| title | NATS Configuration | ||
|---|---|---|---|
| expires_at | never | ||
| tags |
|
Note
This section applies to non-TLS routes. By default, application endpoints are reached via TLS. Route pruning is not enabled on TLS routes.
In the context of Cloud Foundry, when an application instance crashes or is stopped (either intentionally or through scaling down), its allocated IP and port are released to the pool. The same IP and port may then be assigned to a new instance of another application, as when a new app is started, scaled up, or a crashed instance is recreated. Under normal operation, each of these events will result in a change to Gorouter's routing table. Updates to the routing table depend on a message being sent by a client to NATS (e.g. Route Emitter is responsible for sending changes to routing data for apps running on Diego), and on Gorouter fetching the message from NATS.
If Gorouter loses its connection to NATS, it will attempt to reconnect to all servers in the NATS cluster. If it is unable to reconnect to any NATS server, and so is unable to receive changes to the routing table, connections for one application may be routed to an unintended one. These are called "stale routes," or the routing table is said to be "stale."
To prevent stale routes, Gorouter is by default optimized for consistency over availability. Each route has a TTL of 120 seconds (see droplet_stale_threshold), and clients are responsible for heartbeating registration of their routes. Each time Gorouter receives a heartbeat for a route, the TTL is reset. If Gorouter does not receive a heartbeat within the TTL, the route is pruned from the routing table. If all backends for a route are pruned, Gorouter will respond with a 404 to requests for the route. If Gorouter can't reach NATS, then all routes are pruned and Gorouter will respond with a 404 to all requests. This constitutes a total application outage.
If an operator prefers to favor availability over consistency, the configuration property suspend_pruning_if_nats_unavailable can be used to ignore route TTL and prevent pruning in the event that Gorouter cannot connect to NATS. This config option will also set max reconnect in the NATS client to -1 (no limit) which prevents Gorouter from crashing and losing its in-memory routing table. This configuration option is set to false by default.
Warning
There is a significant probability of routing to an incorrect backend endpoint in the case of port re-use. Suspending route pruning should be used with caution.

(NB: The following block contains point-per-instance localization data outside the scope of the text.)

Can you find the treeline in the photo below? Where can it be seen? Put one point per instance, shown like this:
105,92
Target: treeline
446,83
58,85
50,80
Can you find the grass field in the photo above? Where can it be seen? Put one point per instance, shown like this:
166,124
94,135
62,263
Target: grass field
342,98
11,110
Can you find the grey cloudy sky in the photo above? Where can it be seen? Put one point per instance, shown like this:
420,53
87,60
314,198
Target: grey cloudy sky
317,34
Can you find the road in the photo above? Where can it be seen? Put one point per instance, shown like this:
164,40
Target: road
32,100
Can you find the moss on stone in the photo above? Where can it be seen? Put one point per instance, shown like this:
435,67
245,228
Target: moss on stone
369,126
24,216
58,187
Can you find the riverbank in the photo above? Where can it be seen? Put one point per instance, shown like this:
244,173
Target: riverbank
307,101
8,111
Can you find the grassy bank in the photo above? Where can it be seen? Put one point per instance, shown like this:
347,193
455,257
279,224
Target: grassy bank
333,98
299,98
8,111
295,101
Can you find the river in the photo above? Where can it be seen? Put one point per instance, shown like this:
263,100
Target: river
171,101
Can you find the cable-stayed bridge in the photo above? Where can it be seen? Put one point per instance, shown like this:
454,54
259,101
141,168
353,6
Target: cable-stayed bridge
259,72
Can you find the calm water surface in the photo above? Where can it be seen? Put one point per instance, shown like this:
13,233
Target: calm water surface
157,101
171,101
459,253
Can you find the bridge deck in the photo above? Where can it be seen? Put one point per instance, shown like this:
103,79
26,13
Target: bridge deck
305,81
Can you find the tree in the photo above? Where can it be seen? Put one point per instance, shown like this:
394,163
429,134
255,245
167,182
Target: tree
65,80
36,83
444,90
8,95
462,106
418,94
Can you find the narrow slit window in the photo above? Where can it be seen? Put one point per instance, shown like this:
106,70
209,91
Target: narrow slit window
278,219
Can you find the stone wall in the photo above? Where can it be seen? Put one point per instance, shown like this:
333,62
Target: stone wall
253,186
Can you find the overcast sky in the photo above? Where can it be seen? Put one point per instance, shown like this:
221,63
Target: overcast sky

DropletStaleThreshold: Time after which Gorouter considers the route
information as stale.
NATS PingInterval: Interval configured by the NATS client to
ping configured NATS servers.
MinimumRegistrationInterval: Expected interval for
Gorouter clients to send the routing info. (e.g., Route
Registrar)
In a deployment with multiple NATS servers, if one of the servers becomes unhealthy, Gorouter should fail over to a healthy server (if any available) before DropletStaleThreshold value is reached to avoid pruning routes. Ping interval for NATS clients is calculated by the following equation:
PingInterval = (DropletStaleThreshold - (StartResponseDelayInterval +
minimumRegistrationInterval) - (NATS Timeout * NumberOfNatsServers))/3
(StartResponseDelayInterval + minimumRegistrationInterval): This part accounts for the startup
delay before Gorouter accepts requests, plus the registration interval from Gorouter clients.
(NATS Timeout * NumberOfNatsServers): This part accounts for the number of configured NATS servers.
The default connection timeout for NATS clients is 2 seconds.
Currently, operators cannot set the value for
DropletStaleThreshold and StartResponseDelayInterval, so there is no practical
need for the above equation to calculate the ping interval. After careful
consideration of different scenarios, the interval is set to 20 seconds.